English politician (1798–1879)

William Wilberforce (21 July 1798 – 26 May 1879) was a British lawyer, the eldest son of William Wilberforce. He was briefly a Member of Parliament in 1837–38.

==Life==
Wilberforce was born in Clapham on 21 July 1798 to William Wilberforce, a member of Parliament and prominent abolitionist campaigner, and his wife Barbara Wilberforce. He was their eldest child. He was educated at a school in Cambridgeshire before attending Trinity College, Cambridge in 1817–1820, and was then admitted to study at the Middle Temple.
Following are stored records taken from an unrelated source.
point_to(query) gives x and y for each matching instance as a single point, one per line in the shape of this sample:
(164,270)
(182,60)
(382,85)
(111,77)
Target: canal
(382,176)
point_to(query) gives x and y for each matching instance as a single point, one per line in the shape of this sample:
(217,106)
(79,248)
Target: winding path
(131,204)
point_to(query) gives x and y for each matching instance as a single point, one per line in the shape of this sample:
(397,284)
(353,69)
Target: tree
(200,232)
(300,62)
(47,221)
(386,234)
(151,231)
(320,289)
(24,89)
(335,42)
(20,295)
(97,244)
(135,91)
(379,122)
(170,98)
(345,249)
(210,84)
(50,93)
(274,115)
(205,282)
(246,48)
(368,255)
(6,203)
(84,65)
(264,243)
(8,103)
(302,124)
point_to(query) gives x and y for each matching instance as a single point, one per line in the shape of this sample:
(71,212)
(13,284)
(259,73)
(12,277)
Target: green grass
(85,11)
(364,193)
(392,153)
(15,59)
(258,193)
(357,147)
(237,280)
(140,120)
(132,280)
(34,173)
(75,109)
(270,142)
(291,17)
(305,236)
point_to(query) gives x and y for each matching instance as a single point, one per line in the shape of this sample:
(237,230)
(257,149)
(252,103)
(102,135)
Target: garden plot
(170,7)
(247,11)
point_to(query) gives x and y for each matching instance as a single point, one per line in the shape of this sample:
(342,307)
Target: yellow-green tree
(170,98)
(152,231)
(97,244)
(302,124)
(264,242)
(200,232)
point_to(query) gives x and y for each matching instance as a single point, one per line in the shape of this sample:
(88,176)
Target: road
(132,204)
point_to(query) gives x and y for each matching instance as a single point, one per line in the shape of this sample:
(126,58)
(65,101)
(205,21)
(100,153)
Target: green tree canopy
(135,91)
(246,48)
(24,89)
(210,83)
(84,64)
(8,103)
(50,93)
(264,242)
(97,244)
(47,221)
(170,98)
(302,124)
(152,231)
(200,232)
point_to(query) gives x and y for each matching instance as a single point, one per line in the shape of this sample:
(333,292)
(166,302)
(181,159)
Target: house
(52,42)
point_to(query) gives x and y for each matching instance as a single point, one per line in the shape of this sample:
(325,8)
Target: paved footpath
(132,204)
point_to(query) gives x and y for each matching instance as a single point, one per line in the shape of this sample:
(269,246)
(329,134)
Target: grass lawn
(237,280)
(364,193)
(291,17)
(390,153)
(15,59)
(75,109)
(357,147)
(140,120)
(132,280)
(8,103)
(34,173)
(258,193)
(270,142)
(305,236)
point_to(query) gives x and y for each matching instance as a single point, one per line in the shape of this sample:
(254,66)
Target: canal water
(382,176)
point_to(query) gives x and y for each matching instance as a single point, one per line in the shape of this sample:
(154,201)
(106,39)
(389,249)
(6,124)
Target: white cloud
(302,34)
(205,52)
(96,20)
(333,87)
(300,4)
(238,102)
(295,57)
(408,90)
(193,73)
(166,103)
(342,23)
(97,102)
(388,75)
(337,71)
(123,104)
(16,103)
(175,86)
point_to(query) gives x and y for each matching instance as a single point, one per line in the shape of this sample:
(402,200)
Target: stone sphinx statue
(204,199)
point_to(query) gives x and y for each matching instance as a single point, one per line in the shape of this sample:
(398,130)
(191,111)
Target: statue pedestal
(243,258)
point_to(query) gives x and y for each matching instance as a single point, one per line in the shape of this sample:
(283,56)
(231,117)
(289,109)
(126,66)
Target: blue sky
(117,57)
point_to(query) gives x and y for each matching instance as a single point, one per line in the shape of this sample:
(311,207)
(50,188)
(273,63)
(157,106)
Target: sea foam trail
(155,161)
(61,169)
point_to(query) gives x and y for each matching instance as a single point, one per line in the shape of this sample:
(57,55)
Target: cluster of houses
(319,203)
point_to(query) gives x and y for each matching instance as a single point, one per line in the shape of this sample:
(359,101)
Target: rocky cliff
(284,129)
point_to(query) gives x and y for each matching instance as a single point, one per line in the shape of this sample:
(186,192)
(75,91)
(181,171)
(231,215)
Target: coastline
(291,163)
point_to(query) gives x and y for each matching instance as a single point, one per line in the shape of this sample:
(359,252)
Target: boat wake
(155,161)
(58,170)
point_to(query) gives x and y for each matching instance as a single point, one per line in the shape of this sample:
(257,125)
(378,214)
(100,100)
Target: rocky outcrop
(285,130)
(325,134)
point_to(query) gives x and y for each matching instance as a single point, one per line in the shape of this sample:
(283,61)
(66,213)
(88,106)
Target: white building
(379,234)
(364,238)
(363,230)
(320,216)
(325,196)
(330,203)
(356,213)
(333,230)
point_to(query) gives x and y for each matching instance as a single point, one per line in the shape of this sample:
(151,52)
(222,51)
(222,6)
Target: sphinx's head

He was called to the Bar in 1825.

He was a Justice of the Peace for Yorkshire and for Middlesex, and at the 1837 general election was returned as a Conservative for Kingston upon Hull, a seat his father had represented in the 1780s, but this was overturned by an election petition the following year. He did not return to Parliament, though he contested Taunton in the 1841 general election, and Bradford in a subsequent by-election.

In 1850, Wilberforce converted to Catholicism, along with his youngest brother, Henry, a parson in Kent. Four years later, a third brother, Robert, would also resign his Anglican archdeaconry and follow them.

==Family==

Mrs William Wilberforce and Child by John Linnell, 1824

Wilberforce married in 1820 Mary Frances Owen, daughter of John Owen (1766–1822). His sister and brother in law through Mary Owen were Esther Owen (1804–1871) and Nathaniel Wells.